Sesungguhnya, cerpen itu laksana potret miniatur Indonesia. Gambaran di dalamnya laksana merepresentasikan kehidupan bangsa ini. Di negeri ini, siapa pun, lantaran keadaan atau lantaran dipaksa dan didesak, bisa menjadi apa pun; atau apa pun, bisa dikerjakan oleh siapa pun, meski bukan ahlinya. Itulah yang terjadi dalam pemerintahan kita selepas Orde Baru. Itu pula yang berulang kali terjadi dalam kabinet pemerintahan Indonesia dalam setiap pergantian pemerintahan siapa pun presidennya. Dan berkat pemberitaan media massa, opini gampang diciptakan. Tinggal masyarakat bertanya-tanya dalam ketidakpahamannya. Bukankah pesan itu juga implisit terekam dalam cerpen itu?

Gus Mus boleh jadi sekadar berpretensi menggambarkan terjadinya pergeseran peran kiai. Atau, sangat mungkin ia sekadar menulis cerpen sambil menyentil ke sana ke mari. Tetapi di situlah fungsi sastra. Ia mengungkapkan problem individual yang maknanya sering kali bersifat universal. Di balik itu, misteri lukisan yang tidak dapat difoto dan lukisan itu dihargai begitu mahal, dalam banyak kasus spiritual, hal itu bukanlah sesuatu yang luar biasa. Selalu ada peristiwa aneh dan mengejutkan. Selalu ada faktor kebetulan yang diyakini sebagai campur tangan Tuhan. Maka kejutan dalam peristiwa itu dimungkinkan oleh adanya sejumlah faktor kebetulan (possibility), yang berbuah menjadi keniscayaan ketika keyakinan tetap bergeming. Bukankah dalam cerpen itu kita dapat menemukan beberapa faktor kebetulan: si pelukis Hardi melihat rajah di depan pintu; dia akan menyelenggarakan pameran kaligrafi; cat yang tersisa hanya dua warna, putih dan silver; dan letak huruf alif berada di tengah kanvas. Beberapa faktor kebetulan itulah yang pada akhirnya membawa Ustadz Bachri berhasil menyelesaikan sebuah lukisan alif.

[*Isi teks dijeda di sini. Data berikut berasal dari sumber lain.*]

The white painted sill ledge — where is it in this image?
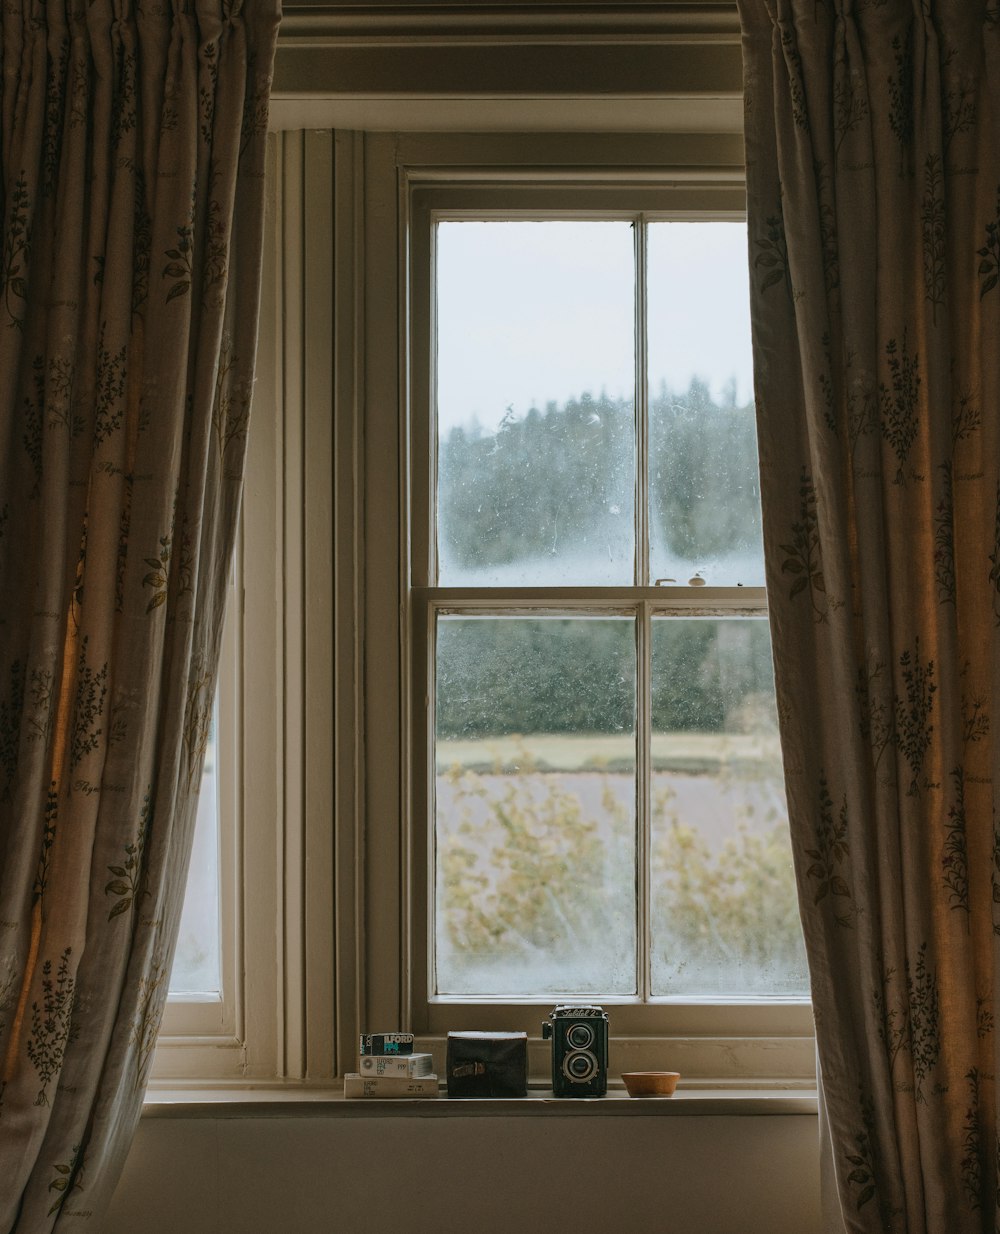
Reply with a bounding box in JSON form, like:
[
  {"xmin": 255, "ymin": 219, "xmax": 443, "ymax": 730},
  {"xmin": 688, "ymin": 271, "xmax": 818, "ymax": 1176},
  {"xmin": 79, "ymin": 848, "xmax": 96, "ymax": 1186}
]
[{"xmin": 143, "ymin": 1084, "xmax": 819, "ymax": 1119}]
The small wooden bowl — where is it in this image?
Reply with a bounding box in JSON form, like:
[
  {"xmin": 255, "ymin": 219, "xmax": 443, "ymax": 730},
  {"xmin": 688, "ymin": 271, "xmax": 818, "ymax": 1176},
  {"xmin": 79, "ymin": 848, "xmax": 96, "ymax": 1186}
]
[{"xmin": 622, "ymin": 1071, "xmax": 680, "ymax": 1098}]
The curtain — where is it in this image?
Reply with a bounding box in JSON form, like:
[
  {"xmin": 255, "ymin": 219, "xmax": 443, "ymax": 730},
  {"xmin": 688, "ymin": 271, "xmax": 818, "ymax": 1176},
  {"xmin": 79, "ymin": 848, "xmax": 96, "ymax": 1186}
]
[
  {"xmin": 740, "ymin": 1, "xmax": 1000, "ymax": 1229},
  {"xmin": 0, "ymin": 1, "xmax": 279, "ymax": 1226}
]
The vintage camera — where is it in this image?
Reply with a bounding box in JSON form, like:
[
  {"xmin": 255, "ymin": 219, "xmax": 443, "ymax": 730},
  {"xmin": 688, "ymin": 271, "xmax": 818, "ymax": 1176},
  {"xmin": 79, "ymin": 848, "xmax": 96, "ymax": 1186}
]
[{"xmin": 541, "ymin": 1004, "xmax": 609, "ymax": 1097}]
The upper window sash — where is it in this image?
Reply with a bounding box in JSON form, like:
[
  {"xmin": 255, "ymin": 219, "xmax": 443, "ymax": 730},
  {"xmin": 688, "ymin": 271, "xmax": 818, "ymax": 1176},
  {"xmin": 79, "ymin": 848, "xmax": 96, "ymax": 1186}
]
[{"xmin": 408, "ymin": 183, "xmax": 750, "ymax": 594}]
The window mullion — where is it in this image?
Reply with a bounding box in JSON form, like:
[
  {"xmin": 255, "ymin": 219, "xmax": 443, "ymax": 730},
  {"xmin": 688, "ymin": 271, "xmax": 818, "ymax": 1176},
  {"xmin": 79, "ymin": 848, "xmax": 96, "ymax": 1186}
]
[
  {"xmin": 637, "ymin": 600, "xmax": 652, "ymax": 1003},
  {"xmin": 635, "ymin": 215, "xmax": 649, "ymax": 590},
  {"xmin": 636, "ymin": 217, "xmax": 650, "ymax": 1003}
]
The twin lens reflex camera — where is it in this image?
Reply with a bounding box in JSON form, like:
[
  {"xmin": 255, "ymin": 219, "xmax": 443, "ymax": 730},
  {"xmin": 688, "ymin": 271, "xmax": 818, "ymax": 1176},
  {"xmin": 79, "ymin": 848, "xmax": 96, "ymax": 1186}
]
[{"xmin": 541, "ymin": 1004, "xmax": 609, "ymax": 1097}]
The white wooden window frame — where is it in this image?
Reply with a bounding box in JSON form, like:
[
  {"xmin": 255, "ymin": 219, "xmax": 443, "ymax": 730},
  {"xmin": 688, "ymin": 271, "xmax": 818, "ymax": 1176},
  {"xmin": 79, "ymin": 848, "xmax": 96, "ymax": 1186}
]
[
  {"xmin": 159, "ymin": 557, "xmax": 242, "ymax": 1041},
  {"xmin": 151, "ymin": 133, "xmax": 339, "ymax": 1084},
  {"xmin": 411, "ymin": 188, "xmax": 775, "ymax": 1017},
  {"xmin": 364, "ymin": 133, "xmax": 815, "ymax": 1086}
]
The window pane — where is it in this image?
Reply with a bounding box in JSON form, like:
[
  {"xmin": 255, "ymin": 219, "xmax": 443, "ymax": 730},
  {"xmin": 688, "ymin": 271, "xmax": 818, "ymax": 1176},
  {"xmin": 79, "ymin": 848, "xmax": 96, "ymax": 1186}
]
[
  {"xmin": 435, "ymin": 616, "xmax": 636, "ymax": 996},
  {"xmin": 436, "ymin": 221, "xmax": 635, "ymax": 586},
  {"xmin": 647, "ymin": 222, "xmax": 764, "ymax": 587},
  {"xmin": 169, "ymin": 712, "xmax": 222, "ymax": 996},
  {"xmin": 649, "ymin": 618, "xmax": 807, "ymax": 996}
]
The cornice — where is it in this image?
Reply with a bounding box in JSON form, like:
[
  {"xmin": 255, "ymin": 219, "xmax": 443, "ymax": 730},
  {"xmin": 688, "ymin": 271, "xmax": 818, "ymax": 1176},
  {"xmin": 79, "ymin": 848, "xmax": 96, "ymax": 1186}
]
[
  {"xmin": 271, "ymin": 3, "xmax": 743, "ymax": 128},
  {"xmin": 277, "ymin": 3, "xmax": 742, "ymax": 44}
]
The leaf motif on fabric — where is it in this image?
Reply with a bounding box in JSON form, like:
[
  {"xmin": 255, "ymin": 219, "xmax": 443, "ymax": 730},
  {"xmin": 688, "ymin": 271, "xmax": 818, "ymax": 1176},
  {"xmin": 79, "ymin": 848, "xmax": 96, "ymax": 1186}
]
[
  {"xmin": 804, "ymin": 774, "xmax": 855, "ymax": 926},
  {"xmin": 905, "ymin": 942, "xmax": 941, "ymax": 1103},
  {"xmin": 976, "ymin": 188, "xmax": 1000, "ymax": 299},
  {"xmin": 212, "ymin": 334, "xmax": 251, "ymax": 467},
  {"xmin": 941, "ymin": 766, "xmax": 970, "ymax": 921},
  {"xmin": 94, "ymin": 324, "xmax": 128, "ymax": 444},
  {"xmin": 183, "ymin": 656, "xmax": 214, "ymax": 788},
  {"xmin": 105, "ymin": 790, "xmax": 154, "ymax": 922},
  {"xmin": 26, "ymin": 948, "xmax": 79, "ymax": 1106},
  {"xmin": 780, "ymin": 467, "xmax": 829, "ymax": 621},
  {"xmin": 933, "ymin": 462, "xmax": 956, "ymax": 605},
  {"xmin": 130, "ymin": 952, "xmax": 168, "ymax": 1093},
  {"xmin": 878, "ymin": 332, "xmax": 921, "ymax": 485},
  {"xmin": 920, "ymin": 155, "xmax": 946, "ymax": 325},
  {"xmin": 895, "ymin": 638, "xmax": 936, "ymax": 797},
  {"xmin": 32, "ymin": 784, "xmax": 58, "ymax": 906},
  {"xmin": 1, "ymin": 172, "xmax": 31, "ymax": 331},
  {"xmin": 753, "ymin": 211, "xmax": 791, "ymax": 301},
  {"xmin": 0, "ymin": 659, "xmax": 26, "ymax": 802},
  {"xmin": 70, "ymin": 636, "xmax": 108, "ymax": 771},
  {"xmin": 888, "ymin": 31, "xmax": 915, "ymax": 177},
  {"xmin": 989, "ymin": 482, "xmax": 1000, "ymax": 627},
  {"xmin": 843, "ymin": 1089, "xmax": 901, "ymax": 1225},
  {"xmin": 960, "ymin": 1068, "xmax": 984, "ymax": 1210},
  {"xmin": 46, "ymin": 1143, "xmax": 84, "ymax": 1218},
  {"xmin": 162, "ymin": 221, "xmax": 194, "ymax": 304}
]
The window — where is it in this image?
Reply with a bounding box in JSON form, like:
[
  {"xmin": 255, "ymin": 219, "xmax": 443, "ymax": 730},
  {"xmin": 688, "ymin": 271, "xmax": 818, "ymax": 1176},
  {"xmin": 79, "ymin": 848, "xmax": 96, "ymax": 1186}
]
[
  {"xmin": 164, "ymin": 561, "xmax": 236, "ymax": 1015},
  {"xmin": 383, "ymin": 143, "xmax": 814, "ymax": 1080},
  {"xmin": 156, "ymin": 546, "xmax": 241, "ymax": 1051},
  {"xmin": 170, "ymin": 713, "xmax": 222, "ymax": 998},
  {"xmin": 152, "ymin": 130, "xmax": 338, "ymax": 1081},
  {"xmin": 168, "ymin": 552, "xmax": 245, "ymax": 1008},
  {"xmin": 410, "ymin": 185, "xmax": 808, "ymax": 1023}
]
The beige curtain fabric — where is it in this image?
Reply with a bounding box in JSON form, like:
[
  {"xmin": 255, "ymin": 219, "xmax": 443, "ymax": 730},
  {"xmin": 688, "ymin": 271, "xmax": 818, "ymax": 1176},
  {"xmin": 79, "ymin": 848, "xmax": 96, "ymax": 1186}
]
[
  {"xmin": 739, "ymin": 1, "xmax": 1000, "ymax": 1230},
  {"xmin": 0, "ymin": 1, "xmax": 278, "ymax": 1226}
]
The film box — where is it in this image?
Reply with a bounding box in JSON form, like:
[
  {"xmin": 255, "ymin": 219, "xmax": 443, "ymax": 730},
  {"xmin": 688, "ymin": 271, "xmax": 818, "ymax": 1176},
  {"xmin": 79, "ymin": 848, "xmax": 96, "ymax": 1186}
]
[
  {"xmin": 359, "ymin": 1052, "xmax": 433, "ymax": 1077},
  {"xmin": 360, "ymin": 1032, "xmax": 414, "ymax": 1056},
  {"xmin": 344, "ymin": 1073, "xmax": 439, "ymax": 1099}
]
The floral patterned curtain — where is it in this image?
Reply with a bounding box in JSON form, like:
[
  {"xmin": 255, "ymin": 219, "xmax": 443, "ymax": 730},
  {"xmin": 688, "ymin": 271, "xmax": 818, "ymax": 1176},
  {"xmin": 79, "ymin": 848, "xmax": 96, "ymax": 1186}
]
[
  {"xmin": 0, "ymin": 1, "xmax": 279, "ymax": 1226},
  {"xmin": 739, "ymin": 1, "xmax": 1000, "ymax": 1229}
]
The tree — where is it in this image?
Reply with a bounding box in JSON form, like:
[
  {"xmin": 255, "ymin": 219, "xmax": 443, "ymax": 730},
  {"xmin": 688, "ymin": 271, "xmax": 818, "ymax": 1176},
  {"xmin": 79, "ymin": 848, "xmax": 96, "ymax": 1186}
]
[
  {"xmin": 438, "ymin": 759, "xmax": 807, "ymax": 997},
  {"xmin": 439, "ymin": 381, "xmax": 762, "ymax": 580}
]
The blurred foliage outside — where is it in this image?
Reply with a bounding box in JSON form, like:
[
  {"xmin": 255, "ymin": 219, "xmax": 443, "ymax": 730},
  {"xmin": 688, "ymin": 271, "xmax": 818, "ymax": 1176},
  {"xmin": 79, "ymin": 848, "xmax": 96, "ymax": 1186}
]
[
  {"xmin": 436, "ymin": 752, "xmax": 809, "ymax": 998},
  {"xmin": 437, "ymin": 617, "xmax": 776, "ymax": 741},
  {"xmin": 434, "ymin": 379, "xmax": 803, "ymax": 997},
  {"xmin": 438, "ymin": 378, "xmax": 763, "ymax": 582}
]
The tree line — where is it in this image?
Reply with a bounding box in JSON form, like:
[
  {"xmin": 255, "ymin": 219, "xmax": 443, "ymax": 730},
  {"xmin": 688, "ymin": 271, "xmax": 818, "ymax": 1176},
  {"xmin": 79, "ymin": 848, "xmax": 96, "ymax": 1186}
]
[
  {"xmin": 435, "ymin": 380, "xmax": 774, "ymax": 740},
  {"xmin": 438, "ymin": 378, "xmax": 763, "ymax": 574},
  {"xmin": 436, "ymin": 615, "xmax": 776, "ymax": 740}
]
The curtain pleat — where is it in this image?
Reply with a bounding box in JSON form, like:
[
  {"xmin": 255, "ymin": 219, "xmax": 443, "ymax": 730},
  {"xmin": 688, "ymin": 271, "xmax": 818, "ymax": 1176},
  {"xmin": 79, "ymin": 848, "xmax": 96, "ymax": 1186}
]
[
  {"xmin": 740, "ymin": 1, "xmax": 1000, "ymax": 1230},
  {"xmin": 0, "ymin": 2, "xmax": 279, "ymax": 1226}
]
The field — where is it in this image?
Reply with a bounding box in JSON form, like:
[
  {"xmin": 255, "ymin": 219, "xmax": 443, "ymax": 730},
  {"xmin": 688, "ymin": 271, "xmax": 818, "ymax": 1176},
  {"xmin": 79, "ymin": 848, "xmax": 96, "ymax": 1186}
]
[
  {"xmin": 436, "ymin": 730, "xmax": 783, "ymax": 775},
  {"xmin": 433, "ymin": 734, "xmax": 804, "ymax": 998}
]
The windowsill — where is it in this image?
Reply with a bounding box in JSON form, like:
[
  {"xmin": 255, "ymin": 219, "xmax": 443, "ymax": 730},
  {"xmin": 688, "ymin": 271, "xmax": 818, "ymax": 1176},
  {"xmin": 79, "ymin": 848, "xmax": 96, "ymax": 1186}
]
[{"xmin": 142, "ymin": 1083, "xmax": 818, "ymax": 1119}]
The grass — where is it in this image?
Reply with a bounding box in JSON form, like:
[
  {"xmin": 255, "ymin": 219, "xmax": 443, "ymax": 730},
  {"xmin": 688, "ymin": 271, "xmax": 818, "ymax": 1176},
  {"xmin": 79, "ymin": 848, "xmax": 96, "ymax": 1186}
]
[{"xmin": 436, "ymin": 731, "xmax": 782, "ymax": 774}]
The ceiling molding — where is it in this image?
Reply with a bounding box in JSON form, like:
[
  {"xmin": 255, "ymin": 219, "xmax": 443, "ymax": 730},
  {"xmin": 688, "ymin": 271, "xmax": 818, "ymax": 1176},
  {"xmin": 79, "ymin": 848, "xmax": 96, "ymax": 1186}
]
[
  {"xmin": 274, "ymin": 42, "xmax": 742, "ymax": 100},
  {"xmin": 272, "ymin": 4, "xmax": 743, "ymax": 131},
  {"xmin": 268, "ymin": 96, "xmax": 744, "ymax": 134},
  {"xmin": 277, "ymin": 3, "xmax": 742, "ymax": 43}
]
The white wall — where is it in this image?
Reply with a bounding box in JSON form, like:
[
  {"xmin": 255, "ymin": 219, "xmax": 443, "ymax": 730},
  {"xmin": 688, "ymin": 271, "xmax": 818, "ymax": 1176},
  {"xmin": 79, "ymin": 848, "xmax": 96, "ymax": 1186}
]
[{"xmin": 106, "ymin": 1113, "xmax": 821, "ymax": 1234}]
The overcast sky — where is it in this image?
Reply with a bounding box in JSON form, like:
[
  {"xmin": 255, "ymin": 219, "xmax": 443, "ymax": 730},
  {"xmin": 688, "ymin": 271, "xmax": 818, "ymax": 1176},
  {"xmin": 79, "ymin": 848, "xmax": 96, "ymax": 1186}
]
[{"xmin": 436, "ymin": 220, "xmax": 755, "ymax": 434}]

Faktor kebetulan yang dalam pemikiran strukturalisme kerap dimasalahkan ketika hubungan kausalitas terkesan dipaksakan, dalam cerpen-cerpen Gus Mus justru menjadi bagian penting jika dikaitkan dengan perkara keyakinan. Maka, faktor kebetulan yang dalam pemikiran strukturalisme ditempatkan sebagai bagian dari rangkaian peristiwa, dalam cerpen-cerpen Gus Mus malah menjadi bagian dari tema cerita. Di sinilah pentingnya teks tidak dilepaskan dari konteksnya, dari kultur yang mendekam di belakang yang tersurat dalam teks. Dengan pemahaman itu, faktor kebetulan punya dasar kultural, bahkan ideologis. Bukankah faktor kebetulan itu diyakini masih berada dalam lingkaran campur tangan Tuhan?

Cermati saja cerpen “Ngelmu Sigar Rasa”. Kesediaan Mbah Joned menemui tokoh aku; kondisi Mbah Joned yang sedang murah hati; kemudahan tokoh aku memperoleh ijazah dari kiai sepuh itu; dan lancarnya proses penerimaan ilmu sigar rasa, adalah rangkaian peristiwa yang serba kebetulan. Segalanya mengalir begitu saja lantaran Tuhan telah mengaturnya demikian. Bukankah itu masih berada dalam lingkaran sistem kepercayaan. Bukankah itu juga diyakini hanya akan hadir jika di sana ada keimanan yang tidak tergoyahkan, yang tetap bergeming?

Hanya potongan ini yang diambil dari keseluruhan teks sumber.